What works for me, may not work well for you. All I know is that I am grateful that what I have found IS working for me. As each day goes by, days do go by and I can’t get them back. I can’t waste time being sad that life is going on and anyone in my life that still isn’t ready to get help for their addiction, are not enjoying life with me.
That person knows I love them. They know I have gone to great lengths to help them and that their addiction has denied them the opportunity to accept that help. Should they come to me today, tomorrow or another day and time and put out their hand to me and tell me that they are ready to get help, and then I shall embrace them and walk next to them during that next phase in their life. I will support that with all my being.

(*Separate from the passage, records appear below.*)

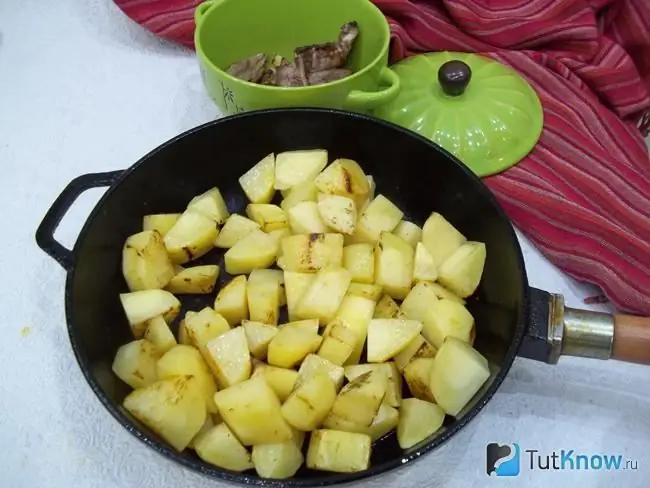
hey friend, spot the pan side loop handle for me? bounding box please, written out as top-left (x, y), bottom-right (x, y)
top-left (612, 315), bottom-right (650, 365)
top-left (36, 170), bottom-right (124, 271)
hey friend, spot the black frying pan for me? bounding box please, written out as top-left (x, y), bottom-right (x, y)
top-left (35, 108), bottom-right (650, 487)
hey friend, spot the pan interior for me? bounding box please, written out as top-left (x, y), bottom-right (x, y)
top-left (67, 109), bottom-right (527, 486)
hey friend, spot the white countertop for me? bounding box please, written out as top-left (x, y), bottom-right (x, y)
top-left (1, 1), bottom-right (648, 487)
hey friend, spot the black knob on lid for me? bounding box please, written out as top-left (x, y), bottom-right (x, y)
top-left (438, 60), bottom-right (472, 96)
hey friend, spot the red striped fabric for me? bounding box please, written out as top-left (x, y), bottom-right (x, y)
top-left (113, 0), bottom-right (650, 314)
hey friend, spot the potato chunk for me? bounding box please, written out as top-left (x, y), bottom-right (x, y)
top-left (142, 213), bottom-right (181, 237)
top-left (282, 373), bottom-right (337, 431)
top-left (224, 230), bottom-right (279, 275)
top-left (163, 210), bottom-right (218, 264)
top-left (317, 194), bottom-right (357, 234)
top-left (120, 290), bottom-right (180, 335)
top-left (344, 362), bottom-right (402, 407)
top-left (373, 295), bottom-right (401, 319)
top-left (214, 214), bottom-right (260, 248)
top-left (400, 281), bottom-right (439, 323)
top-left (184, 307), bottom-right (230, 370)
top-left (247, 269), bottom-right (281, 325)
top-left (333, 294), bottom-right (375, 365)
top-left (274, 149), bottom-right (328, 190)
top-left (346, 283), bottom-right (382, 301)
top-left (252, 441), bottom-right (303, 479)
top-left (239, 153), bottom-right (276, 204)
top-left (242, 320), bottom-right (278, 360)
top-left (397, 398), bottom-right (445, 449)
top-left (367, 318), bottom-right (422, 363)
top-left (212, 275), bottom-right (246, 325)
top-left (421, 212), bottom-right (466, 267)
top-left (187, 187), bottom-right (229, 224)
top-left (281, 233), bottom-right (344, 272)
top-left (394, 335), bottom-right (437, 371)
top-left (330, 370), bottom-right (387, 426)
top-left (393, 220), bottom-right (422, 249)
top-left (425, 281), bottom-right (466, 304)
top-left (403, 357), bottom-right (436, 402)
top-left (296, 354), bottom-right (345, 391)
top-left (252, 365), bottom-right (298, 401)
top-left (354, 194), bottom-right (403, 244)
top-left (214, 375), bottom-right (294, 445)
top-left (437, 241), bottom-right (487, 298)
top-left (314, 158), bottom-right (370, 205)
top-left (143, 316), bottom-right (177, 353)
top-left (422, 299), bottom-right (474, 348)
top-left (112, 339), bottom-right (161, 389)
top-left (123, 375), bottom-right (206, 451)
top-left (374, 232), bottom-right (414, 300)
top-left (205, 326), bottom-right (251, 388)
top-left (369, 404), bottom-right (399, 440)
top-left (342, 244), bottom-right (375, 284)
top-left (165, 265), bottom-right (219, 294)
top-left (318, 322), bottom-right (356, 366)
top-left (280, 181), bottom-right (319, 211)
top-left (122, 230), bottom-right (175, 291)
top-left (267, 326), bottom-right (322, 369)
top-left (246, 204), bottom-right (288, 232)
top-left (195, 423), bottom-right (253, 472)
top-left (287, 201), bottom-right (328, 234)
top-left (306, 429), bottom-right (371, 473)
top-left (283, 271), bottom-right (314, 321)
top-left (295, 267), bottom-right (351, 324)
top-left (413, 242), bottom-right (438, 282)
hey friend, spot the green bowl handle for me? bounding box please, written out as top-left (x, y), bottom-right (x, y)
top-left (344, 67), bottom-right (401, 111)
top-left (195, 0), bottom-right (225, 25)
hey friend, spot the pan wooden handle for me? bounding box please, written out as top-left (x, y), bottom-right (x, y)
top-left (612, 315), bottom-right (650, 364)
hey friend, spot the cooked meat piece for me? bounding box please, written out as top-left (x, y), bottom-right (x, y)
top-left (294, 21), bottom-right (359, 73)
top-left (227, 53), bottom-right (267, 83)
top-left (275, 57), bottom-right (309, 87)
top-left (307, 68), bottom-right (353, 85)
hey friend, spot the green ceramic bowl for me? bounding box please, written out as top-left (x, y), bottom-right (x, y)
top-left (194, 0), bottom-right (400, 115)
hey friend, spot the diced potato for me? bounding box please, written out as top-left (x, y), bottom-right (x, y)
top-left (268, 228), bottom-right (291, 253)
top-left (403, 357), bottom-right (435, 402)
top-left (267, 326), bottom-right (322, 369)
top-left (366, 175), bottom-right (376, 201)
top-left (247, 269), bottom-right (281, 325)
top-left (123, 375), bottom-right (206, 451)
top-left (112, 339), bottom-right (161, 389)
top-left (397, 398), bottom-right (445, 449)
top-left (317, 194), bottom-right (357, 234)
top-left (252, 441), bottom-right (303, 479)
top-left (239, 153), bottom-right (276, 204)
top-left (214, 375), bottom-right (294, 445)
top-left (243, 320), bottom-right (278, 360)
top-left (206, 326), bottom-right (251, 388)
top-left (437, 241), bottom-right (487, 298)
top-left (214, 214), bottom-right (260, 248)
top-left (413, 242), bottom-right (438, 282)
top-left (400, 281), bottom-right (439, 324)
top-left (374, 232), bottom-right (414, 300)
top-left (354, 195), bottom-right (403, 244)
top-left (122, 230), bottom-right (175, 291)
top-left (369, 404), bottom-right (399, 440)
top-left (178, 318), bottom-right (191, 345)
top-left (430, 337), bottom-right (490, 416)
top-left (367, 318), bottom-right (423, 363)
top-left (314, 159), bottom-right (370, 205)
top-left (165, 265), bottom-right (219, 294)
top-left (422, 299), bottom-right (474, 348)
top-left (120, 290), bottom-right (181, 334)
top-left (195, 423), bottom-right (253, 472)
top-left (342, 244), bottom-right (375, 284)
top-left (321, 413), bottom-right (369, 435)
top-left (246, 204), bottom-right (288, 232)
top-left (421, 212), bottom-right (466, 267)
top-left (425, 281), bottom-right (465, 304)
top-left (213, 275), bottom-right (248, 325)
top-left (156, 344), bottom-right (218, 414)
top-left (393, 221), bottom-right (422, 249)
top-left (280, 181), bottom-right (319, 211)
top-left (373, 295), bottom-right (401, 319)
top-left (330, 370), bottom-right (387, 426)
top-left (347, 283), bottom-right (382, 301)
top-left (394, 335), bottom-right (437, 371)
top-left (189, 415), bottom-right (215, 449)
top-left (287, 201), bottom-right (328, 234)
top-left (224, 230), bottom-right (279, 275)
top-left (187, 187), bottom-right (229, 224)
top-left (296, 354), bottom-right (345, 391)
top-left (281, 233), bottom-right (344, 272)
top-left (306, 429), bottom-right (371, 473)
top-left (282, 373), bottom-right (337, 431)
top-left (184, 307), bottom-right (231, 369)
top-left (333, 295), bottom-right (376, 365)
top-left (283, 271), bottom-right (314, 321)
top-left (144, 316), bottom-right (177, 353)
top-left (252, 365), bottom-right (298, 401)
top-left (344, 362), bottom-right (402, 407)
top-left (274, 150), bottom-right (328, 190)
top-left (295, 267), bottom-right (351, 324)
top-left (163, 210), bottom-right (218, 264)
top-left (318, 322), bottom-right (356, 366)
top-left (283, 319), bottom-right (320, 334)
top-left (142, 213), bottom-right (182, 237)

I will stop questioning every day “why they aren’t getting help”. The questioning that I had done in the past is now replaced by daily prayer. God knows how badly I want my loved one to get help. I trust in God that He will lead my loved in the direction of help. What I will not consume my entire days and nights with are what if it never happens or what if the addiction takes my loved one’s life. In God’s hands I have placed my worry and fear.

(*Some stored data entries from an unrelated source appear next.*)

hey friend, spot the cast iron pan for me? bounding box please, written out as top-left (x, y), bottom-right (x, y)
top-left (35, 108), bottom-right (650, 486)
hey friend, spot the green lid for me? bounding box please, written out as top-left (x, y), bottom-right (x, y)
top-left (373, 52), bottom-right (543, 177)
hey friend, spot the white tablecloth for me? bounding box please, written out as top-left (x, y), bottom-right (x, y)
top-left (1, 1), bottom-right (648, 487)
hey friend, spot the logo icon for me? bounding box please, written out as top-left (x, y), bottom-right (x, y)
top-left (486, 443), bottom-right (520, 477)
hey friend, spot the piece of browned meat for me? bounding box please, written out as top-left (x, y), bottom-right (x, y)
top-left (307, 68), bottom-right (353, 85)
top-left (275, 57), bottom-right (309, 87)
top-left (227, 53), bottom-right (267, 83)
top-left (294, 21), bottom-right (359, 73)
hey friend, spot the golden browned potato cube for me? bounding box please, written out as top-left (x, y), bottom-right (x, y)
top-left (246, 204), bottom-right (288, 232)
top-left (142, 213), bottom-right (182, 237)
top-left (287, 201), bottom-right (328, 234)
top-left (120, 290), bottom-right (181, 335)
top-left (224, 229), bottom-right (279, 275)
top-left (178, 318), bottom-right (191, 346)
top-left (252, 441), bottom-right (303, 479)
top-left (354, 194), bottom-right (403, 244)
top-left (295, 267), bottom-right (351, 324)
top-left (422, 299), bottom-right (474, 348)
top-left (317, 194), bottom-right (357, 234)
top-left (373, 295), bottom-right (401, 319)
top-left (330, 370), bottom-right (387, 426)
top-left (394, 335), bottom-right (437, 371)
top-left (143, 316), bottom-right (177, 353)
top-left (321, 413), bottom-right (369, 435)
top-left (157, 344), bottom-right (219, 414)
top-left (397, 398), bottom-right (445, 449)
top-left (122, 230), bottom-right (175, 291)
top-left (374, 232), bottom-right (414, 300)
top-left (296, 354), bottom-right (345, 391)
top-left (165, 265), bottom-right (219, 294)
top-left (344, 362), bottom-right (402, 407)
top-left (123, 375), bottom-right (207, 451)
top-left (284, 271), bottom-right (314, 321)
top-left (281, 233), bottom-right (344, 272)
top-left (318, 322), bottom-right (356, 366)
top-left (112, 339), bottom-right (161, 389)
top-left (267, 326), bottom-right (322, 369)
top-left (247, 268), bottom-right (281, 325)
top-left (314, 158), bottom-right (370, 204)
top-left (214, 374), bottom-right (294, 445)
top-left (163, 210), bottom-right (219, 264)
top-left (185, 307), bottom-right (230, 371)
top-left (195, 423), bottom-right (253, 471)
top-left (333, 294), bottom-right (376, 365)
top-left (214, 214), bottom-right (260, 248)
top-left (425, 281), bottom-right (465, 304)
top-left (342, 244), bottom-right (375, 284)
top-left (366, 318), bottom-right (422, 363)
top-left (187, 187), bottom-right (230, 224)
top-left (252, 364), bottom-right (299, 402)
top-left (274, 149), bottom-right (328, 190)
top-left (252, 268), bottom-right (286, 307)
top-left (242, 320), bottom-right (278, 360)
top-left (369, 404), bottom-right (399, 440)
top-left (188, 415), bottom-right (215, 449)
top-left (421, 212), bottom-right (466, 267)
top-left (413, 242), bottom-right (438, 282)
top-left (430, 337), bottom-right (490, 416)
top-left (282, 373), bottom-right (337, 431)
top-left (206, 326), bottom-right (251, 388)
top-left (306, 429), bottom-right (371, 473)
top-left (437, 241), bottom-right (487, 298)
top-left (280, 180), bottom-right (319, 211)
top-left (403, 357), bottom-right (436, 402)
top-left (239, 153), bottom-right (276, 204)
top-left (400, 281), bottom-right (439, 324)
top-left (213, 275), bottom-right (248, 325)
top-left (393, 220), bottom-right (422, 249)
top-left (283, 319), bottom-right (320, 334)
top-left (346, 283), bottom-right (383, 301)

Not knowing is replaced by prayer.
Addiction has taken lives and left parents heartbroken and empty. Addiction has also consumed our loved ones and even though they breathe life each day, the addiction keeps them so very distant from us. Some ask, “Why would God do this to us? Why would God bring all this suffering in our lives?”
I don’t have “your” answer, but I know the answer that is meant for me. During the past twelve years, I have changed. My faith has grown and I am a better person. Dealing with the disease of addiction opened my eyes. I led a very sheltered life where everything was done for me and given to me. I took so much for granted. Today, my heart is filled with compassion for others and my gratitude for life and every second that I am blessed with it is absolutely the most precious gift that I embrace each new day. We all will not live forever and the life we have each day in the here and now is what is important.
I believe that living a good life now will one day allow me to live with God and all my loved ones again without pain and unhappiness. I do not question the “why” anymore. The “whys” have been replaced with “I believe”, “I trust”, and “I have faith in”.
Today I embrace this day and will not let it slip away from me. My choices. What is working for me allows happiness into “my” life and for that I am truly blessed and grateful.